Perante isto, o primeiro-ministro, servindo-se de uma plateia de jovens (presentes no Encontro Nacional de Associações Juvenis) veio a público pedir um «esforço» aos empresários para que estes aumentem os salários. Não fosse a conhecida capacidade do PS em ter um discurso tantas vezes oposto à sua prática e quase que seríamos tentados a considerar como genuíno um discurso que está carregado de cínica hipocrisia.

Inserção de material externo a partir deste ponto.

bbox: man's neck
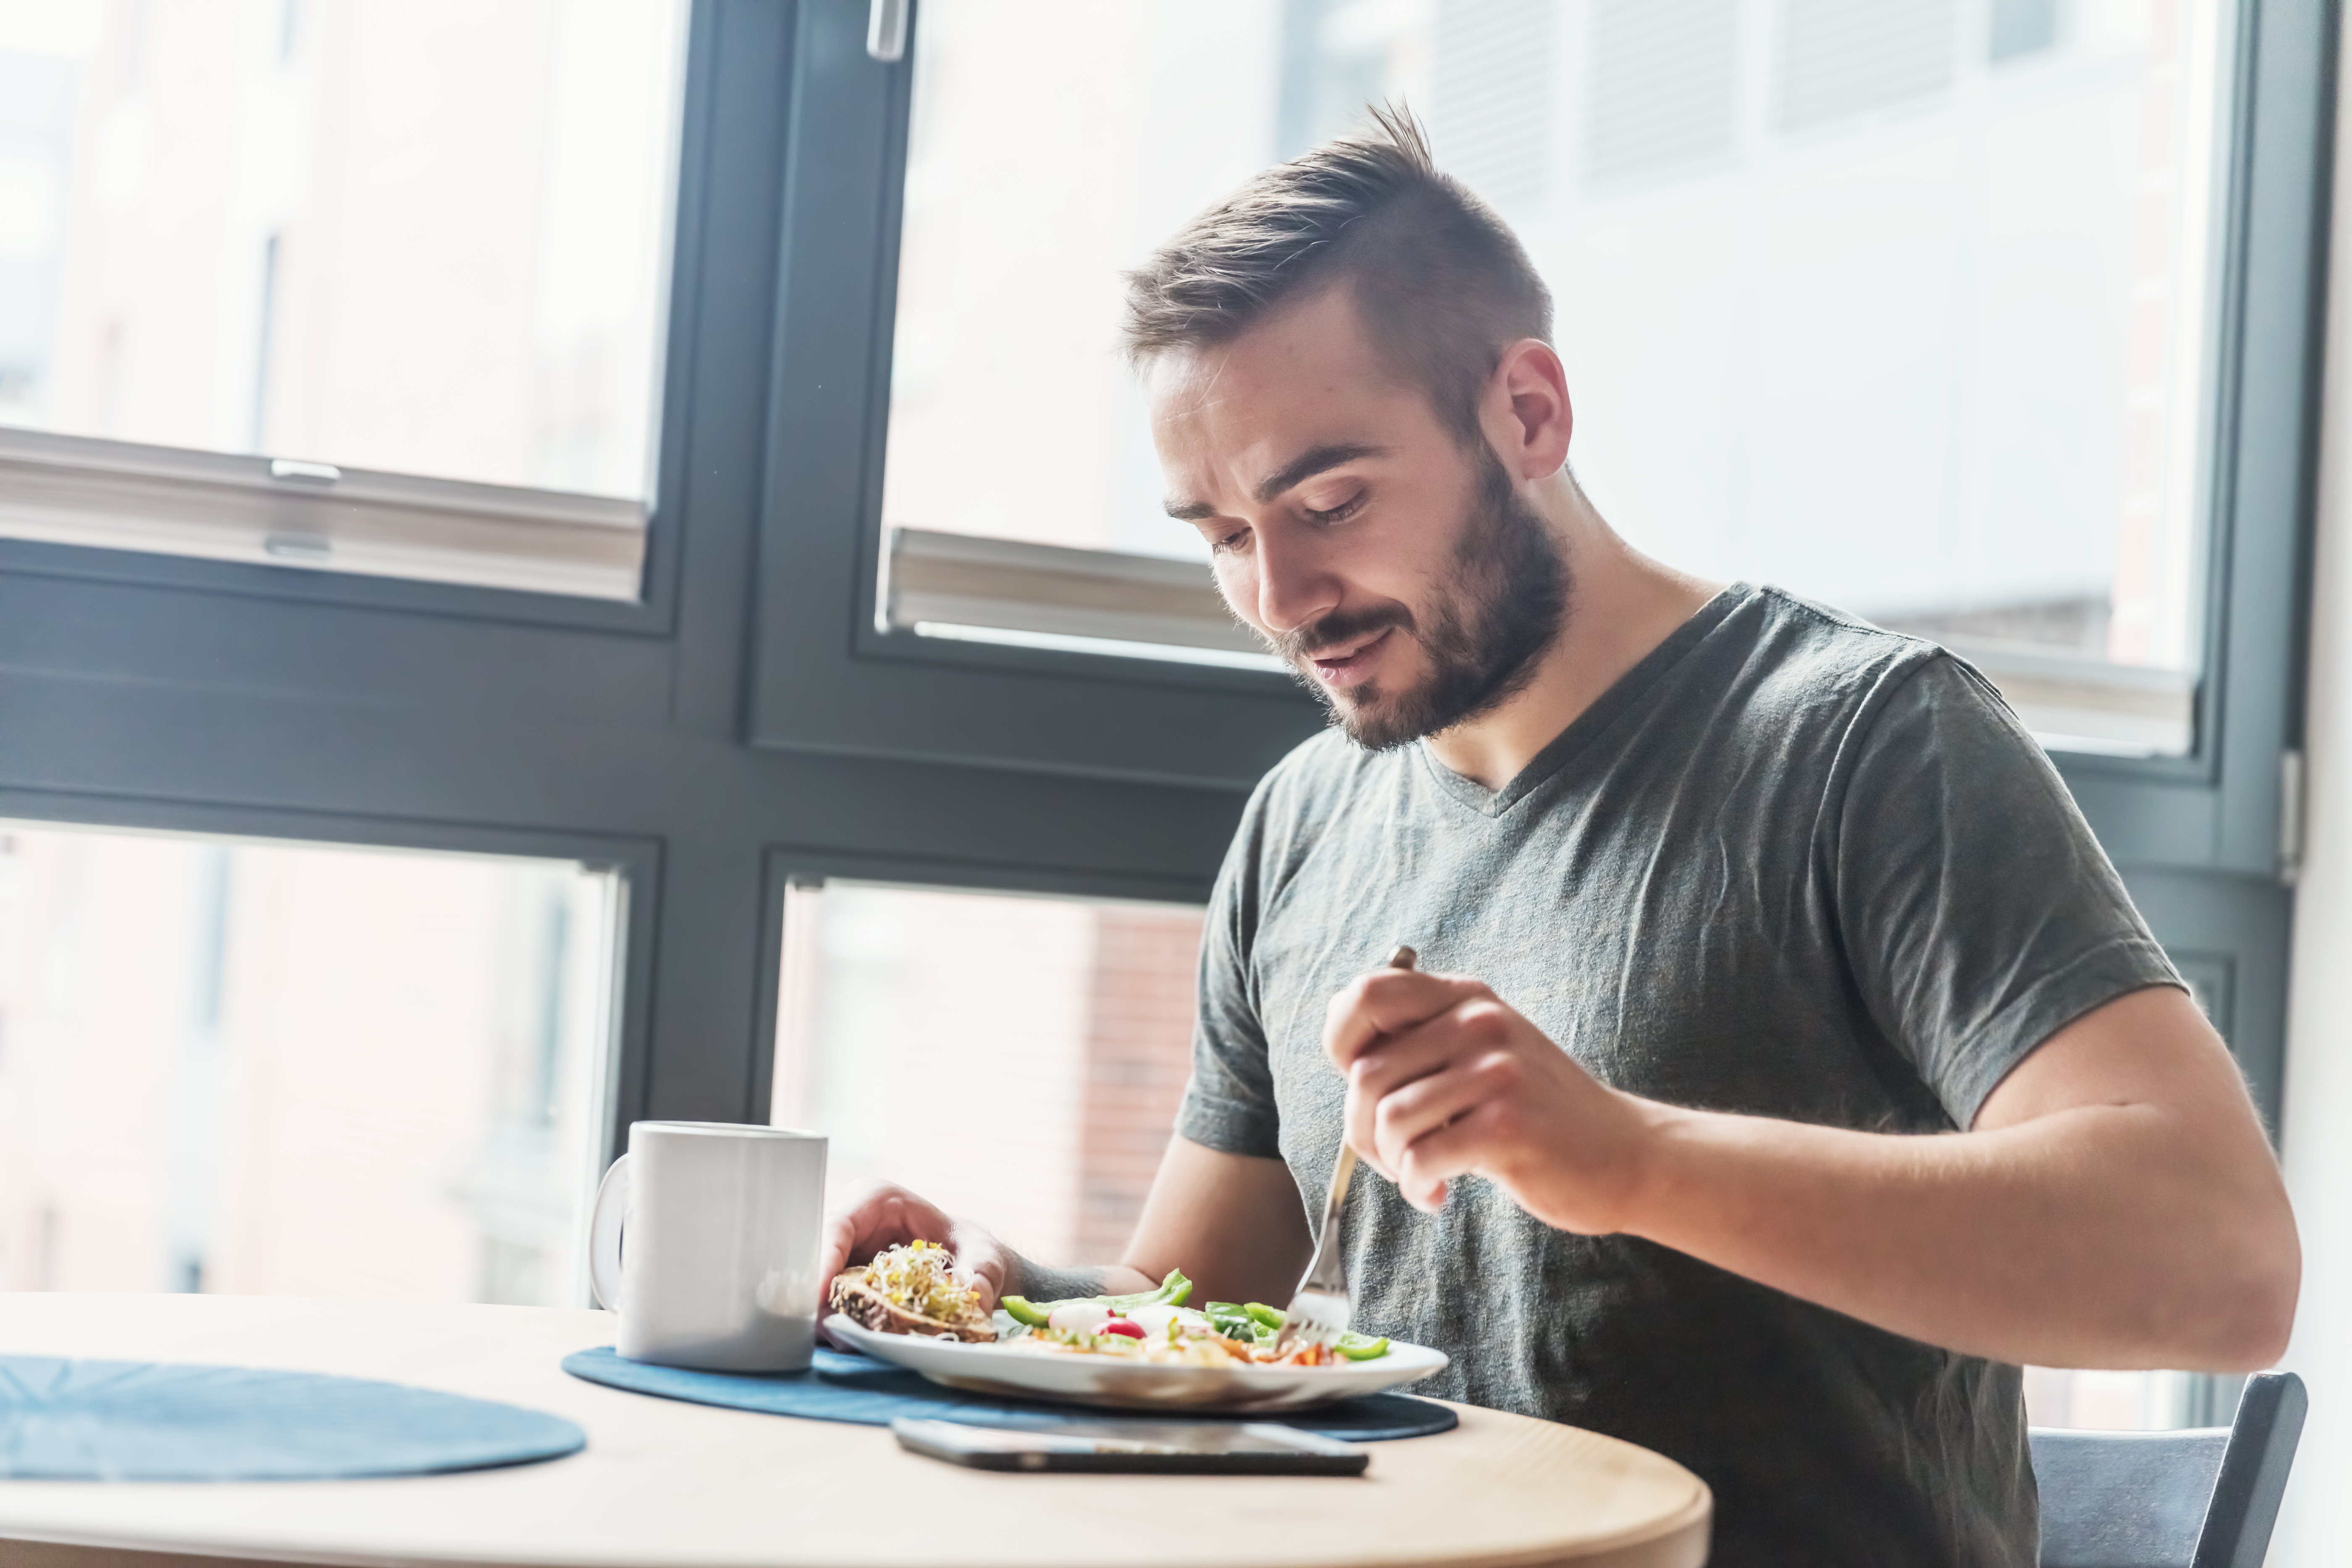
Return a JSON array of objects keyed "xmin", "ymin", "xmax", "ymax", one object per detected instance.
[{"xmin": 1423, "ymin": 479, "xmax": 1720, "ymax": 792}]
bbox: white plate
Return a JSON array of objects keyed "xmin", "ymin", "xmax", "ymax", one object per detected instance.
[{"xmin": 825, "ymin": 1314, "xmax": 1448, "ymax": 1413}]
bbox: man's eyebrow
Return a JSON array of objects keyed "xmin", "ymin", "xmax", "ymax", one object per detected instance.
[
  {"xmin": 1252, "ymin": 442, "xmax": 1386, "ymax": 504},
  {"xmin": 1162, "ymin": 442, "xmax": 1388, "ymax": 523}
]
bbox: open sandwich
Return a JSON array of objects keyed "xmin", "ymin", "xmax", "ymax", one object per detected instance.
[{"xmin": 829, "ymin": 1239, "xmax": 995, "ymax": 1342}]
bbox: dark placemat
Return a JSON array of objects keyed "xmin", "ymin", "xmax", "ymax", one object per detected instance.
[
  {"xmin": 562, "ymin": 1345, "xmax": 1457, "ymax": 1441},
  {"xmin": 0, "ymin": 1355, "xmax": 587, "ymax": 1481}
]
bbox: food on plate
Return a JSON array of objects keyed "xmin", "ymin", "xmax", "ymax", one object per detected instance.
[
  {"xmin": 828, "ymin": 1240, "xmax": 995, "ymax": 1342},
  {"xmin": 1199, "ymin": 1300, "xmax": 1391, "ymax": 1362},
  {"xmin": 998, "ymin": 1268, "xmax": 1192, "ymax": 1329},
  {"xmin": 1000, "ymin": 1273, "xmax": 1392, "ymax": 1366},
  {"xmin": 829, "ymin": 1249, "xmax": 1396, "ymax": 1366}
]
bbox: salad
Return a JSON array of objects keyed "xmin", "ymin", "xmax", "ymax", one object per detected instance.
[{"xmin": 1000, "ymin": 1271, "xmax": 1392, "ymax": 1366}]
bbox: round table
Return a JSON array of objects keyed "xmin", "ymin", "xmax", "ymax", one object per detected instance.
[{"xmin": 0, "ymin": 1294, "xmax": 1710, "ymax": 1568}]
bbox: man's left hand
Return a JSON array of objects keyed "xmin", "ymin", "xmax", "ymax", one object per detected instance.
[{"xmin": 1325, "ymin": 966, "xmax": 1651, "ymax": 1226}]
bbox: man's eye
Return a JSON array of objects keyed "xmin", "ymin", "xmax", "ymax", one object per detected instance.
[
  {"xmin": 1210, "ymin": 528, "xmax": 1251, "ymax": 555},
  {"xmin": 1304, "ymin": 491, "xmax": 1366, "ymax": 526}
]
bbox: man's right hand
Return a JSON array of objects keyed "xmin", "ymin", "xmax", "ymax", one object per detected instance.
[{"xmin": 818, "ymin": 1179, "xmax": 1016, "ymax": 1310}]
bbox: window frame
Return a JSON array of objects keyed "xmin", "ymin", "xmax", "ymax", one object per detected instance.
[
  {"xmin": 0, "ymin": 783, "xmax": 664, "ymax": 1148},
  {"xmin": 748, "ymin": 842, "xmax": 1218, "ymax": 1133},
  {"xmin": 0, "ymin": 0, "xmax": 713, "ymax": 641},
  {"xmin": 2044, "ymin": 0, "xmax": 2333, "ymax": 864},
  {"xmin": 744, "ymin": 0, "xmax": 1323, "ymax": 792}
]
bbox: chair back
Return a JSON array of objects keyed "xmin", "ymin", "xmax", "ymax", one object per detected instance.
[{"xmin": 2032, "ymin": 1370, "xmax": 2307, "ymax": 1568}]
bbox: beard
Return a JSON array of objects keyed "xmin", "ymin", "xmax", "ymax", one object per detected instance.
[{"xmin": 1271, "ymin": 448, "xmax": 1571, "ymax": 751}]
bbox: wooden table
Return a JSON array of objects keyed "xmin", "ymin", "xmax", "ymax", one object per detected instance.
[{"xmin": 0, "ymin": 1294, "xmax": 1710, "ymax": 1568}]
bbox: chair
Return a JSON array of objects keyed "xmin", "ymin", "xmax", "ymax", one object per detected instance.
[{"xmin": 2032, "ymin": 1371, "xmax": 2307, "ymax": 1568}]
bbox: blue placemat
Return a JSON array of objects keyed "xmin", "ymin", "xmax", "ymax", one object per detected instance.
[
  {"xmin": 562, "ymin": 1345, "xmax": 1456, "ymax": 1441},
  {"xmin": 0, "ymin": 1355, "xmax": 587, "ymax": 1481}
]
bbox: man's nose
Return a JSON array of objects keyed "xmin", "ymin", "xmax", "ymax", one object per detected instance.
[{"xmin": 1253, "ymin": 528, "xmax": 1341, "ymax": 639}]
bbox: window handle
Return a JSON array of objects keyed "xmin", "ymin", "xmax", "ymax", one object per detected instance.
[{"xmin": 867, "ymin": 0, "xmax": 908, "ymax": 63}]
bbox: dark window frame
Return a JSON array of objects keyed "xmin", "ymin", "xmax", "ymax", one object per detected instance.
[
  {"xmin": 744, "ymin": 0, "xmax": 1323, "ymax": 792},
  {"xmin": 0, "ymin": 9, "xmax": 720, "ymax": 643}
]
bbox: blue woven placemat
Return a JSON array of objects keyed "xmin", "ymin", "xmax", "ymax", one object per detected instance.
[
  {"xmin": 0, "ymin": 1355, "xmax": 587, "ymax": 1481},
  {"xmin": 561, "ymin": 1345, "xmax": 1456, "ymax": 1441}
]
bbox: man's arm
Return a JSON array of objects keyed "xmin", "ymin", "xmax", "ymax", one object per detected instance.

O PM e o PS sabem que o aumento dos salários não se alcança com apelos. Precisa de medidas concretas que afrontem os interesses do capital. Reclama a eliminação da caducidade da contratação colectiva em vez de manter esta e outras normas gravosas da legislação laboral, ou até agravá-la, como pretende agora o governo. Exige o aumento do salário mínimo nacional para os 850 euros no curto prazo. Impõe a recuperação e valorização dos salários dos trabalhadores da administração pública em vez da prolongada perda de poder de compra que se verifica há mais de uma década e se confirmou no último Orçamento do Estado. É tudo isto que o Governo PS recusa com o apoio das forças reaccionárias, PSD, Chega, IL e CDS.

Esta forma de dizer o contrário daquilo que se faz, de atirar para a frente aquilo que se exigia que fosse feito agora, ou até, que já deveria ter sido feito é uma velha habilidade do PS, mestre em mascarar de esquerda a política de direita com que está comprometido.

Não serão, no entanto, os falsos apelos do Governo que criarão as condições para o aumento dos salários. Será a luta dos trabalhadores, essa força imensa que precisa de ser ainda mais organizada e mobilizada, que acabará por impor o que é justo. Nada cairá do céu.